Aggregations

Aggregations enable you to accumulate data for statistical analysis. The aggregation is calculated at runtime, so that post-processing isn't required and processing is highly efficient and accurate. Aggregations function similarly to associative arrays, but are populated by aggregating functions. In D, the syntax for an aggregation is as follows:

@name[ keys ] = aggfunc( args );

The aggregation name is a D identifier that's prefixed with the special character @. All aggregations that are named in D programs are global variables. Aggregations can't have thread-local or clause-local scope. The aggregation names are kept in an identifier namespace that's separate from other D global variables. If you reuse names, remember that a and @a are not the same variable. The special aggregation name @ can be used to name an anonymous aggregation in D programs. The D compiler treats this name as an alias for the aggregation name @_.

Aggregations can be regular or indexed. Indexed aggregations use keys, where keys are a comma-separated list of D expressions, similar to the tuples of expressions used for associative arrays. Regular aggregations are treated similarly to indexed aggregations, but don't use keys for indexing.

The aggfunc is one of the DTrace aggregating functions, and args is a comma-separated list of arguments appropriate to that function. Most aggregating functions take a single argument that represents the new datum.

Aggregation Functions

The following functions are aggregating functions that can be used in a program to collect data and present it in a meaningful way.

  • avg: Stores the arithmetic average of the specified expressions in an aggregation.

  • count: Stores an incremented count value in an aggregation.

  • max: Stores the largest value among the specified expressions in an aggregation.

  • min: Stores the smallest value among the specified expressions in an aggregation.

  • sum: Stores the total value of the specified expression in an aggregation.

  • stddev: Stores the standard deviation of the specified expressions in an aggregation.

  • quantize: Stores a power-of-two frequency distribution of the values of the specified expressions in an aggregation. An optional increment can be specified.

  • lquantize: Stores the linear frequency distribution of the values of the specified expressions, sized by the specified range, in an aggregation.

  • llquantize: Stores the log-linear frequency distribution in an aggregation.

Printing Aggregations

By default, several aggregations are displayed in the order in which they're introduced in the D program. You can override this behavior by using the printa function to print the aggregations. The printa function also lets you precisely format the aggregation data by using a format string.

If an aggregation isn't formatted with a printa statement in a D program, the dtrace command snapshots the aggregation data and prints the results after tracing has completed, using the default aggregation format. If an aggregation is formatted with a printa statement, the default behavior is disabled. You can achieve the same results by adding the printa(@aggregation-name) statement to an END probe clause in a program.

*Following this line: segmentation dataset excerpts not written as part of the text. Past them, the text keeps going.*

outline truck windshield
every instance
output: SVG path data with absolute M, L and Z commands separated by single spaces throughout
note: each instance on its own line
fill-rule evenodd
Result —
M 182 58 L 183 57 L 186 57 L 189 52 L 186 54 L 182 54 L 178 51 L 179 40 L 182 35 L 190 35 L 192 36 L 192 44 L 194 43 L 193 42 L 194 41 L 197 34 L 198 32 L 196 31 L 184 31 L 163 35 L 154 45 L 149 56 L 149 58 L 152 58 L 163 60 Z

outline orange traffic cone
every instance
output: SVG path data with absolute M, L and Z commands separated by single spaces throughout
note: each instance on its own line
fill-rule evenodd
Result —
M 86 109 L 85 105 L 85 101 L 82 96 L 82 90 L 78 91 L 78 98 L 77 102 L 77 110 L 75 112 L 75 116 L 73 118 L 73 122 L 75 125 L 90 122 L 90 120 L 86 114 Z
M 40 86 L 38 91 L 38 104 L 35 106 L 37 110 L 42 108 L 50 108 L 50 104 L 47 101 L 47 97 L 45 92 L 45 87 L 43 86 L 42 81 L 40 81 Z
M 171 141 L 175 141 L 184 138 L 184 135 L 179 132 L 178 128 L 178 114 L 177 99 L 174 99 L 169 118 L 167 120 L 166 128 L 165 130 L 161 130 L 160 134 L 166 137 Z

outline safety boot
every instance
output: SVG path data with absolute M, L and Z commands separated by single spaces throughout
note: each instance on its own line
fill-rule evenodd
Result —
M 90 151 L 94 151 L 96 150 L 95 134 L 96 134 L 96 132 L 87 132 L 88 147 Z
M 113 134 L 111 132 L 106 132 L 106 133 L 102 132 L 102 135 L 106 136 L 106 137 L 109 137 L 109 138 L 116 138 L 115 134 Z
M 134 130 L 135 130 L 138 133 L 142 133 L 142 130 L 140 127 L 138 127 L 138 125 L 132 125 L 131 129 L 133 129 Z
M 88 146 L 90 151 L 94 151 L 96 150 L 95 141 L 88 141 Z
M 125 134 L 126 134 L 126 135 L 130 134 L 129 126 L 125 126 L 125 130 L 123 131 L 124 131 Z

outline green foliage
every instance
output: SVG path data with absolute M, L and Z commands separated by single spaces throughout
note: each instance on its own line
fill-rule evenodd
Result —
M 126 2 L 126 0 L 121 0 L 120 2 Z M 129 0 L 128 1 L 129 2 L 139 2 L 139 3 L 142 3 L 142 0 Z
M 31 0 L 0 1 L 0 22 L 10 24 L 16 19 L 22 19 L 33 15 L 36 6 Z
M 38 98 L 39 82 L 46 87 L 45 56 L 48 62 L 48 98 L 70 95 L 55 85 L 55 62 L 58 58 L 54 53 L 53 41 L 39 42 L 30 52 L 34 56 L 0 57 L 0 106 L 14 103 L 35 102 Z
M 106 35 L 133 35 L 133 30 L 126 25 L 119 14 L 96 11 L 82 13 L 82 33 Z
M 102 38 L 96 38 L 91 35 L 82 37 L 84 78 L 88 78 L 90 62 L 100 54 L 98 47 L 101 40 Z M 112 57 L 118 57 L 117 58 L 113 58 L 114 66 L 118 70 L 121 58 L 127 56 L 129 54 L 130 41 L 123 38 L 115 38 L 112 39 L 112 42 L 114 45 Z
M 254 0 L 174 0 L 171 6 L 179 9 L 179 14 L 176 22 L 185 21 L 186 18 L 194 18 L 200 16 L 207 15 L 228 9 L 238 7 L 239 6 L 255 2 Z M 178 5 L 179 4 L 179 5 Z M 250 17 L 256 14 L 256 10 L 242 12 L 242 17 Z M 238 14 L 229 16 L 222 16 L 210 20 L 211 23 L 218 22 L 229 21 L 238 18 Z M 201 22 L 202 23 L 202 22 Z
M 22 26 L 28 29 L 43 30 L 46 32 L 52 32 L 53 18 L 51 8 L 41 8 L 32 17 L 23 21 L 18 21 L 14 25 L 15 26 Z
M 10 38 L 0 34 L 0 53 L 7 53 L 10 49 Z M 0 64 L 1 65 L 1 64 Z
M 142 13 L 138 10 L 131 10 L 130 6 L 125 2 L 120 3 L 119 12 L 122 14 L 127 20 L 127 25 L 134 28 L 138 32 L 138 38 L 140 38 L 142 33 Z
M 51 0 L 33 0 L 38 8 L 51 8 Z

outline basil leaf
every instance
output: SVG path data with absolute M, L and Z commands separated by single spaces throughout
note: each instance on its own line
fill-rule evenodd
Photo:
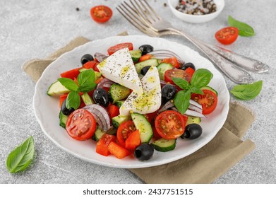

The default output format for the avg, count, min, max, stddev, and sum aggregating functions displays an integer decimal value corresponding to the aggregated value for each tuple. The default output format for the quantize, lquantize, and llquantize aggregating functions displays an ASCII histogram with the results. Aggregation tuples are printed as though trace had been applied to each tuple element.

Data Normalization

When aggregating data over some period, you might want to normalize the data based on some constant factor. This technique lets you compare disjointed data more easily. For example, when aggregating system calls, you might want to output system calls as a per-second rate instead of as an absolute value over the course of the run. The DTrace normalize function lets you normalize data in this way. The parameters to normalize are an aggregation and a normalization factor. The output of the aggregation shows each value divided by the normalization factor.